Organize content, relate to message

Develop experience

The clearer you can be about your message, the more likely your visitor will pick it up.

THE DRAMATIZATION

Exhibit fleshes out Main Message, organizes content to flow in logical manner. Story gets your message across to the visitor.

THE FEATURES OF THE MEDIUM SHAPE HOW THE MESSAGE IS CONVEYED.

Characteristics of the exhibit medium:

· A three-dimensional space

· Experienced physically and temporally

· Broad audience (non-expert)

· Self-guided

· Multi-modal (different types of experiences)

· Thematic (is “about” something)

· “Educational”

Museum must pour its content into that bucket.

Planning content, we thought in terms of what vis. will learn

Now, we plan exhibit, thinking in terms of what vis will see and do

How do we “dramatize,” bring message to life in exhibit?

1) Clarity (main message)

2) Story (memorable, logic)

3) Variety of appropriate experiences

YOUR FIRST ASSIGNMENT:

View any exhibit (except Our World, or Chicago)

Analyze in terms of D-P-R

DUE ELECTRONICALLY 9:00 a.m. Wednesday June 2

VI) HOW DO WE KNOW SUCCESS?

Far too often, we don’t. There is no single, widely-accepted definition of a successful exhibit. Why?

· Complicated – exhibits are complicated, so “success” is complicated too

· Agendas – numerous, competing, sometimes at odds

· Individual (cookie-cutter)

· Cover – if there’s no definition of success

it’s impossible to fail

I get to define it in my own terms

There have been several attempts. (HANDOUTS)

AAM

SPCs got together in 1994 to set standards for exhibition:

Institutional POV – standards for each relevant specialty.

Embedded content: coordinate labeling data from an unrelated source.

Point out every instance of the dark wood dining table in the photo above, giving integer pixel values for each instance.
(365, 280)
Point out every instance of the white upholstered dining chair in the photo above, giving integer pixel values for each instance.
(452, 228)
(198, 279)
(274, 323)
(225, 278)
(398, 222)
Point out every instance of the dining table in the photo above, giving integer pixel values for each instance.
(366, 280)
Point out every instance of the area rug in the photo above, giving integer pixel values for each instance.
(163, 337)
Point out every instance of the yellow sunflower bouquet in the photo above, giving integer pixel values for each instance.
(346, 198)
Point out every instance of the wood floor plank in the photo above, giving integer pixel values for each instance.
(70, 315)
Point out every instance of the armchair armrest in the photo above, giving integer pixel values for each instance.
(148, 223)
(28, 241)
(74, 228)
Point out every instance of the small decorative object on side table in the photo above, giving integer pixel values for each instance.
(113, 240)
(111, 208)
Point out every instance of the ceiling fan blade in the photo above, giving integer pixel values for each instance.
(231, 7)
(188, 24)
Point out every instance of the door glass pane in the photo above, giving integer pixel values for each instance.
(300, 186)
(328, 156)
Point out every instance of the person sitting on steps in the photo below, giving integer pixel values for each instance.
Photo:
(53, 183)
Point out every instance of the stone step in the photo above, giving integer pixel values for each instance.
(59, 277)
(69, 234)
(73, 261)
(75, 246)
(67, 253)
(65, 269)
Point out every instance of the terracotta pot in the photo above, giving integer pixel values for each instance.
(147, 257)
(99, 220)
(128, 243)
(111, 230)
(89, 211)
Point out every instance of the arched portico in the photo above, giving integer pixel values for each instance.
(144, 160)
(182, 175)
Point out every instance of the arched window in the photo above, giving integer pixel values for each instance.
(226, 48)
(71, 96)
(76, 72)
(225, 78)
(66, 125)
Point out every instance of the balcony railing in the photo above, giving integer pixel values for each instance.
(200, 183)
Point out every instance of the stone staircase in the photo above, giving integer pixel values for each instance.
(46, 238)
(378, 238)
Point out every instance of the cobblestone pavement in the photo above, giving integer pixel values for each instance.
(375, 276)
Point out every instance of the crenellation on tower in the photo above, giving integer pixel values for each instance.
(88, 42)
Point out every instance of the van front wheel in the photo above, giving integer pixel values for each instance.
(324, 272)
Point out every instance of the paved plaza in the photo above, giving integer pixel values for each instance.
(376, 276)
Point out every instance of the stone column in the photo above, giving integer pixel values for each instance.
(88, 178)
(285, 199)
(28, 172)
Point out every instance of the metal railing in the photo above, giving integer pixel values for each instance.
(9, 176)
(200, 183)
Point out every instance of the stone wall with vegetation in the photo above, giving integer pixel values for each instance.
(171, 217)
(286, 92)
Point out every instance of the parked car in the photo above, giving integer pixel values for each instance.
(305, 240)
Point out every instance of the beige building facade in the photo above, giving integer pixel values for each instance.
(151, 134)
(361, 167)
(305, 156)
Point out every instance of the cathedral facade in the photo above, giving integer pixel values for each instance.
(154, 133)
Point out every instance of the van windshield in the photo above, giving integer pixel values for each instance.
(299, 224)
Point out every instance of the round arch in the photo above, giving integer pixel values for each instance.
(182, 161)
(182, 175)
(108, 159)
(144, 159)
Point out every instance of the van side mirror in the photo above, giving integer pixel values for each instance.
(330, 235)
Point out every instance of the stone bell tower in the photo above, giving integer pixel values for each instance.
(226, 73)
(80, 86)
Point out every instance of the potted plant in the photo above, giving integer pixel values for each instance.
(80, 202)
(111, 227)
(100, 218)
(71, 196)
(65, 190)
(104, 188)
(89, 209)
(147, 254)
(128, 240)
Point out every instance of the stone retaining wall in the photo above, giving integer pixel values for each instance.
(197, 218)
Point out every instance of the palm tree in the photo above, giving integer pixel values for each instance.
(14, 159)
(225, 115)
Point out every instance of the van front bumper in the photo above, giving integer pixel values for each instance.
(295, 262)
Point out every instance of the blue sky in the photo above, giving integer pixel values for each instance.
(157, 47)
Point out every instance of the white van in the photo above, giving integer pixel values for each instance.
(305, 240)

Did the institution meet its goals. Visitors’ goals are not addressed

· Audience: positive response, achieved exhibit’s goals

· Integrity of content (curatorial)

· Collections conservation and security

· Communication clear and coherent

· Appropriate design

· Comfortable, safe and accessible

Also: these are STANDARDS – the minimum expected from all exhibits. Barely touch on EXCELLENCE, the exceeding of standards. They found it too thorny an issue to tackle.

NAME Strategic Plan

1999: One issue addressed: excellence.

(Full Disclosure: I worked on this, wrote the article.)

Four part grid:

· What are standards (minimum) and excellence (above and beyond)

· What goes on behind-the-scenes vs. what’s on the floor.

(Got some flack for separating intent from product.)

Judy Rand’s “Visitor’s Bill of Rights”

Rand: leading consultant, developer, writer

Developed her list around 1996.

Strictly from VISITOR p.o.v. – doesn’t care about institution

Context of entire museum visit.

EJ

Another take from the VISITOR p.o.v. – Intent Doesn’t Matter.

Developed 2001-2003 by team led by Beverly Serrell.

Full disclosure: I am advisor / webmaster

We will spend rest of the course using this tool, so after break I will discuss in detail.

HANG ONTO OTHERS – useful for second assignment.

Visitors’ agenda often overlooked as we pursue MUSEUM agenda

Visitors’ agenda will be basis of our definition of excellence.